Editor’s Note: Kelly Razzouk is the director of policy and advocacy for the International Rescue Committee, focusing on the United Nations. Amanda Catanzo is the International Rescue Committee’s senior director for international programs policy and advocacy. The views expressed in this commentary are their own. View more opinion at CNN.
Covid-19 has brought into sharp focus the bravery and selflessness of health-care workers who – at great risk to their own health – are on the front lines of this once-in-a-hundred-years pandemic, celebrated with nightly cheers ringing from Manhattan to Milan.
It has also laid bare the contrast with decimated health systems in places like Syria, where doctors have, for far too long, been targeted with violence and where hospitals have been bombed.
The truth of this pandemic is that it cannot be defeated anywhere unless it is defeated everywhere. This is why an attack on health care anywhere is an attack on health care everywhere – and why the targeting of health workers and their facilities globally must be brought to an end and the perpetrators held accountable.
Nowhere has the international community failed more appallingly at protecting health workers than in Syria, where doctors and nurses have labored for nearly a decade under the constant threat of airstrikes and shelling.
According to the World Health Organization, there were 494 attacks on Syria’s health system between 2016 and 2019, which include at least 13 bombings of hospitals supported by our group, the International Rescue Committee (IRC).
(According to WHO, 470 people died in attacks on health care facilities in Syria from 2016 through 2019.)
Between December and the end of February, 84 health facilities in northwest Syria were forced to suspend their operations due to hostilities.
So real and persistent is the threat of airstrikes, health facilities have been forced to move underground or go mobile.
Such attacks were always illegal, immoral and inhumane, and the reality of Covid-19 underscores their impact. The disease is stretching the limits of even the most high-functioning and well-resourced health systems.
It is not hard to imagine the devastation that will unfold if hundreds of thousands fall ill in northwest Syria, where 3 million people are displaced and live in cramped and unhygienic conditions. There, social distancing and handwashing are luxuries.
So, too, is seeking medical attention. Half of northwest Syria’s health facilities have been forced offline due to damage or insecurity. And while the IRC is urgently working to establish an intensive care unit in one of the facilities we support, there are just 30 ventilators and 105 ICU beds.
Most are already occupied, leaving few, if any, beds available for Covid-19 patients. Humanitarian organizations like ours depend on cross-border delivery mechanism for supplies of medical and other humanitarian supplies. A UN Security Council resolution cut the number of border crossings providing access into Syria from four to just two at the beginning of 2020, creating dangerous choke points in the supply chain as Covid-19 looms.
In August 2019, after pressure from some governments, the UN Secretary General established a UN Board of Inquiry for Syria, but the board looked at just six attacks. This month, its findings were released, affirming that in some cases, it was “highly probable that the Government of Syria and/or its allies had carried out the airstrike.”
However, it also stated that the evidence gathered was “not sufficient” for the board “to reach a conclusive finding.” The Syrain government has denied it targets civilian areas.
The report also did not name Russia (a permanent member of the UN Security Council), despite a UN inquiry having found in March that Russia has indiscriminately bombed civilian targets, including hospitals – allegations the Kremlin has denied.
Now, the board risks becoming a box-ticking exercise. With no accountability, no follow-on mechanisms, and unclear next steps, the message is clear to those who attack hospitals and care givers: there are no consequences or condemnation; the laws of war no longer apply.
And during this time of global health crisis, it sends a message to health-care workers everywhere, including to our IRC colleagues in Syria and over 40 other countries around the world working to stem the spread of Covid-19 – that the world does not stand with them.
The UN Security Council is discussing Wednesday the humanitarian situation in Syria and, specifically, the Board of Inquiry’s report.

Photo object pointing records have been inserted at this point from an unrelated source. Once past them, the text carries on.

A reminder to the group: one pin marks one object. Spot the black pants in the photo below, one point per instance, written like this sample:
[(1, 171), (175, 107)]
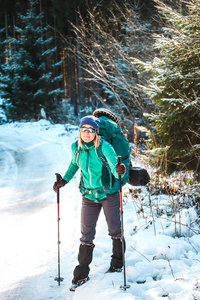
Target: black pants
[(89, 215)]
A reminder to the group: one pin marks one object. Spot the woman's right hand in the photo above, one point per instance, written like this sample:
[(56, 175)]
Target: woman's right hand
[(58, 185)]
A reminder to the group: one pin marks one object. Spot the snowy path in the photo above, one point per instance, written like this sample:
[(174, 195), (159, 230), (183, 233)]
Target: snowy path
[(28, 225)]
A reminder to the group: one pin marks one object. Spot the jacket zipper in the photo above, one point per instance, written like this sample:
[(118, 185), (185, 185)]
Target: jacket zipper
[(87, 169)]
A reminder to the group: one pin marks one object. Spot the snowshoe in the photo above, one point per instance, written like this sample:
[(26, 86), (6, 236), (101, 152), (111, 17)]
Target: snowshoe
[(114, 270), (78, 283)]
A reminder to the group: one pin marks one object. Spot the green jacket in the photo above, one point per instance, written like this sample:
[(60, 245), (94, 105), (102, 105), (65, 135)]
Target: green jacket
[(97, 180)]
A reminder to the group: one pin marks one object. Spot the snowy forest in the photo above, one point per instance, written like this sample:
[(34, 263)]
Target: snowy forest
[(138, 58), (59, 61)]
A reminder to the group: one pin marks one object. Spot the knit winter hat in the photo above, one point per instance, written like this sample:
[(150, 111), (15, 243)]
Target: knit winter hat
[(90, 120)]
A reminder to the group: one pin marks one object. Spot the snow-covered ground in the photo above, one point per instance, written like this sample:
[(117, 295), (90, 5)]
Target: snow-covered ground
[(157, 264)]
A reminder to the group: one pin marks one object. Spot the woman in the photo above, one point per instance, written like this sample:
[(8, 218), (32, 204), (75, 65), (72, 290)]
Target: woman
[(97, 194)]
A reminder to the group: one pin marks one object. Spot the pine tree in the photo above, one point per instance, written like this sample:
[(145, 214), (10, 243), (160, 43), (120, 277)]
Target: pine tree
[(34, 85), (174, 86)]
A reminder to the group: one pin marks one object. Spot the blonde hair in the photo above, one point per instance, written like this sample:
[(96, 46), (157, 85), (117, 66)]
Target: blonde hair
[(96, 141)]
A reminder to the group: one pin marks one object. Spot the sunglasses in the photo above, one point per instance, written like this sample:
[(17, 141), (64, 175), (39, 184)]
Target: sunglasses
[(91, 130)]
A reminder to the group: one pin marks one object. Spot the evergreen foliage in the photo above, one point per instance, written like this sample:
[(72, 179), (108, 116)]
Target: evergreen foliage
[(174, 86), (30, 71)]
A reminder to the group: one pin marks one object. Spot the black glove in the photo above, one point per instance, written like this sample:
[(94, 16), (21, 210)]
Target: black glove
[(59, 184), (120, 169)]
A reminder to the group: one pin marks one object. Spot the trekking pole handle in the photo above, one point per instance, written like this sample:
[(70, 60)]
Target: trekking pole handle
[(58, 177), (119, 160)]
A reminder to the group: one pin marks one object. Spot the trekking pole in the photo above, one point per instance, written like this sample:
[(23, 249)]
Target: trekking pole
[(125, 286), (58, 179)]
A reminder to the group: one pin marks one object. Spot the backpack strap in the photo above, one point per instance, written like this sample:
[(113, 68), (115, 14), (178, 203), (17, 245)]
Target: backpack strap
[(103, 160)]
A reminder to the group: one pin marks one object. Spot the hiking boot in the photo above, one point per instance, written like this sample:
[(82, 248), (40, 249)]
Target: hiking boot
[(84, 258)]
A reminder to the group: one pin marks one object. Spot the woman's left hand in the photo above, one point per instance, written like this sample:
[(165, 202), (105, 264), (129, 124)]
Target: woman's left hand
[(120, 169)]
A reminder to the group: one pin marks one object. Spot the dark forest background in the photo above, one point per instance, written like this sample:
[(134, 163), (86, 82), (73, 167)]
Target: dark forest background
[(62, 59)]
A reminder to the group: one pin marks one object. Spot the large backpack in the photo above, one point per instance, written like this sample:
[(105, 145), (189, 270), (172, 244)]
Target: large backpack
[(109, 129)]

Five steps should be taken to ensure a precedent of accountability for heinous crimes against those risking their lives on the front lines – only made more urgent by the threat of Covid-19: press to hold accountable anyone who attacks health facilities, appoint a permanent body or special representative to speak out about the issue and investigate, preserve evidence from its inquiries, incorporate explicit calls for the protection of health workers in UN resolutions and official discussions, and ensure the free flow of medical and other humanitarian supplies and staff into Syria.

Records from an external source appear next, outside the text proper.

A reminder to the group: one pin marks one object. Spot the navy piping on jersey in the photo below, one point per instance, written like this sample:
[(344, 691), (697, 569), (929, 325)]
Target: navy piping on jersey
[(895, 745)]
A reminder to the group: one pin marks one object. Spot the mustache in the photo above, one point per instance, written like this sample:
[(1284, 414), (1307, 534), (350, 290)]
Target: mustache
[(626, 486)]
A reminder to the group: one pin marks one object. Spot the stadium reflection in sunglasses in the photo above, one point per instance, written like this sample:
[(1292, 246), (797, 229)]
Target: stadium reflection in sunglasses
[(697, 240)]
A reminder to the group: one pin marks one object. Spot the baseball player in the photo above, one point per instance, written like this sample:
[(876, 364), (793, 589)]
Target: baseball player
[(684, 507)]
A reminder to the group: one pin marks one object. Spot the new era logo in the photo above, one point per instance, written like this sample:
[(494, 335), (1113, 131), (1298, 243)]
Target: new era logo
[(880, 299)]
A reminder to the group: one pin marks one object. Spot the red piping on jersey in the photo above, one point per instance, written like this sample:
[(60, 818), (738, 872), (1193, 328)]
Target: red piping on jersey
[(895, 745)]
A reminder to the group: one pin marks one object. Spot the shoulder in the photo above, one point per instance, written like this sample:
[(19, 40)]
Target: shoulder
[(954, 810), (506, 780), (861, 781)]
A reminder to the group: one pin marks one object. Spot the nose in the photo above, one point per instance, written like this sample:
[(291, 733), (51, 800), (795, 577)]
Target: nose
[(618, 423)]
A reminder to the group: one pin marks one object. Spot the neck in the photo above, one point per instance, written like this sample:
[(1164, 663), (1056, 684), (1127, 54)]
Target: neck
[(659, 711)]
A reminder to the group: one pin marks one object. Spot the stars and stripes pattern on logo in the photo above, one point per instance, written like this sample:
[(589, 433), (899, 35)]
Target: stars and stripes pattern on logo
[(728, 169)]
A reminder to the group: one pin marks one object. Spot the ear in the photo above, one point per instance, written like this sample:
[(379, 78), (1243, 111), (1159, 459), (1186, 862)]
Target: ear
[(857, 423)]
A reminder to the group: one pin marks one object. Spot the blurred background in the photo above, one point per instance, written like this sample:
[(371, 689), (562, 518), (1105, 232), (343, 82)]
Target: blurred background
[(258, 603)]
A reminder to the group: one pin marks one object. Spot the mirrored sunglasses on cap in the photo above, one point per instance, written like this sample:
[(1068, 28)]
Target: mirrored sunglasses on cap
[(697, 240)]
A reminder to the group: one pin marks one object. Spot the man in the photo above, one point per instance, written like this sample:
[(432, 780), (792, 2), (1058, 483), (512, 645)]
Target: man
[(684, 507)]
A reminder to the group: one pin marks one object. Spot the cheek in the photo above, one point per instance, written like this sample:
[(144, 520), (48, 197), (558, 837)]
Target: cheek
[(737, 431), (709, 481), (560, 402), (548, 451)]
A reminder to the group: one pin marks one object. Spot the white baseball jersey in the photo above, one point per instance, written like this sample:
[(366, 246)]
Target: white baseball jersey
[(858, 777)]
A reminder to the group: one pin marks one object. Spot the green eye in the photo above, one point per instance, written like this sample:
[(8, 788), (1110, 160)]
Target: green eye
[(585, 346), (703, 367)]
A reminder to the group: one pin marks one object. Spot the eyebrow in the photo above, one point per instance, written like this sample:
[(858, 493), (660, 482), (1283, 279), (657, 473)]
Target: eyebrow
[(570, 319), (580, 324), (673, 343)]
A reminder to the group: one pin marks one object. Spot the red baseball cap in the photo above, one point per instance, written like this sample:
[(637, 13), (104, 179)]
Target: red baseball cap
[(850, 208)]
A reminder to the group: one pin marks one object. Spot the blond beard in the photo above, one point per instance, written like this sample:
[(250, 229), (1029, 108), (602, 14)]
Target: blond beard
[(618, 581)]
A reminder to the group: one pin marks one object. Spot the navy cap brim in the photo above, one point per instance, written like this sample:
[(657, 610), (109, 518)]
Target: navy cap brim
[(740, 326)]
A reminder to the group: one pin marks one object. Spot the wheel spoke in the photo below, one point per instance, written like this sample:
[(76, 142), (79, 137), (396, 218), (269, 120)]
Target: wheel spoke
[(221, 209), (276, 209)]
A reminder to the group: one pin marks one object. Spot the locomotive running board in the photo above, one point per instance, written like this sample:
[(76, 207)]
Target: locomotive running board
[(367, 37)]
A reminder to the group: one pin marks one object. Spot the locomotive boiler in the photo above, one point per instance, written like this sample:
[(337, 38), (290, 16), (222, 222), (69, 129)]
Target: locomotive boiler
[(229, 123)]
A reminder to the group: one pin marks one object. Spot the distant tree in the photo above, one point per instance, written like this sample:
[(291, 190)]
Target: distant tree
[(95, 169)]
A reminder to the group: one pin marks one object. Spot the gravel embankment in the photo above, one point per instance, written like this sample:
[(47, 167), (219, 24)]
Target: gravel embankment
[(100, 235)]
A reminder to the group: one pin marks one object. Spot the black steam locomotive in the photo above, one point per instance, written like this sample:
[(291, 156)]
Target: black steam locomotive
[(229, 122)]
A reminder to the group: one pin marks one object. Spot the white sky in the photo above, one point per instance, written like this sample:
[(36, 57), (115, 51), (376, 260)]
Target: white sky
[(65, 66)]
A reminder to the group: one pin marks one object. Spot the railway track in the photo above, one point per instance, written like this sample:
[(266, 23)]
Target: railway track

Covid-19 has shown us, in the starkest terms, the value of health workers. And this virus, which respects no borders, has also made clear that our global health depends on health-care systems everywhere. We should all demand world leaders commit to ensuring attacks on health-care workers and facilities will not be tolerated.

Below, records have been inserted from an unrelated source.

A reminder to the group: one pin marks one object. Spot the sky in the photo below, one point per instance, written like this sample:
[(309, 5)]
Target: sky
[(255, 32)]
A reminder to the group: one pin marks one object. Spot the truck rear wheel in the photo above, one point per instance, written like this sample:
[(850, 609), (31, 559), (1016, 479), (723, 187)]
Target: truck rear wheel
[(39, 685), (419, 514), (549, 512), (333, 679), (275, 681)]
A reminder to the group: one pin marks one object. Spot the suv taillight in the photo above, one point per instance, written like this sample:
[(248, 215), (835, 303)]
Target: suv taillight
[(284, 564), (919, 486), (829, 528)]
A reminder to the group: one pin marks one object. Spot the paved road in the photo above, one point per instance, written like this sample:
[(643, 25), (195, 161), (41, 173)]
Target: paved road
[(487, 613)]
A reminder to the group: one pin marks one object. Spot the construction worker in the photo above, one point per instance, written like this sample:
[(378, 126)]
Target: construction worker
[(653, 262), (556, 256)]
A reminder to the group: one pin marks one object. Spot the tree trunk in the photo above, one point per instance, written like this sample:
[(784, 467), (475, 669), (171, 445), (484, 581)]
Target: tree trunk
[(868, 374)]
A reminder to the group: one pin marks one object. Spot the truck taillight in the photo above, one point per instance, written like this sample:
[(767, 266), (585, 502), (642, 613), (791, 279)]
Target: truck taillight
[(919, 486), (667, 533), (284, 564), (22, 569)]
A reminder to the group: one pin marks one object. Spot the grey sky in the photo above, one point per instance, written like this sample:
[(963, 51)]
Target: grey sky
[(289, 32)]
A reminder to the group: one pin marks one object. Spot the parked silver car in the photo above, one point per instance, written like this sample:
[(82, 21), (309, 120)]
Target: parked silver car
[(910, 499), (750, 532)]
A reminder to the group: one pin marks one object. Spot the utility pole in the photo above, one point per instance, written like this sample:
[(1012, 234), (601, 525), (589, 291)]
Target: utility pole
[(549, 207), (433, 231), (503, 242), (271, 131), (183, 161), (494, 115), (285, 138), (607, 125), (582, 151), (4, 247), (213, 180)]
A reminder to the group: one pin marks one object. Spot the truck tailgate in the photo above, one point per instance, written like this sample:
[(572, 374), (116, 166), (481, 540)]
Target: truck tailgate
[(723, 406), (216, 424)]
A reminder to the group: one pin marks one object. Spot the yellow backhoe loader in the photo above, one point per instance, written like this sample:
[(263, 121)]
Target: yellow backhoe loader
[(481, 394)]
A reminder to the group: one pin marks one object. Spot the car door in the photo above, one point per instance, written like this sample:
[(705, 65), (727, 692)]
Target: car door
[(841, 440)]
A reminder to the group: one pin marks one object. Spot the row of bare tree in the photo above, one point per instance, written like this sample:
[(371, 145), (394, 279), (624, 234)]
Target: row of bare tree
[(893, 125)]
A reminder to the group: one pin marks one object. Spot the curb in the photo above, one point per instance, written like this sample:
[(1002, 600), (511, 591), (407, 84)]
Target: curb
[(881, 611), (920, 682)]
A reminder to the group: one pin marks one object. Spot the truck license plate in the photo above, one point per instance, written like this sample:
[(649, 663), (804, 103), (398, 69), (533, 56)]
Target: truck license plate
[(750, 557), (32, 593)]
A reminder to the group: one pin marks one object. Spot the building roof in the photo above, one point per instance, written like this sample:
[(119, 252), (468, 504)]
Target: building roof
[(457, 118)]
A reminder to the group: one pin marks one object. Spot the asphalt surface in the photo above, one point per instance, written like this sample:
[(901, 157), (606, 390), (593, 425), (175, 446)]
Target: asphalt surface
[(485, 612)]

Nothing will build back the hospitals decimated by airstrikes or bring back health workers who lost their lives. But with a global pandemic spreading, the international community owes it to them and to all our health workers on the front lines around the world to prevent future attacks.
How the UN handles this Board of Inquiry report will not only send a message to health-care workers in Syria, but to the rest of the world about how seriously it takes these attacks.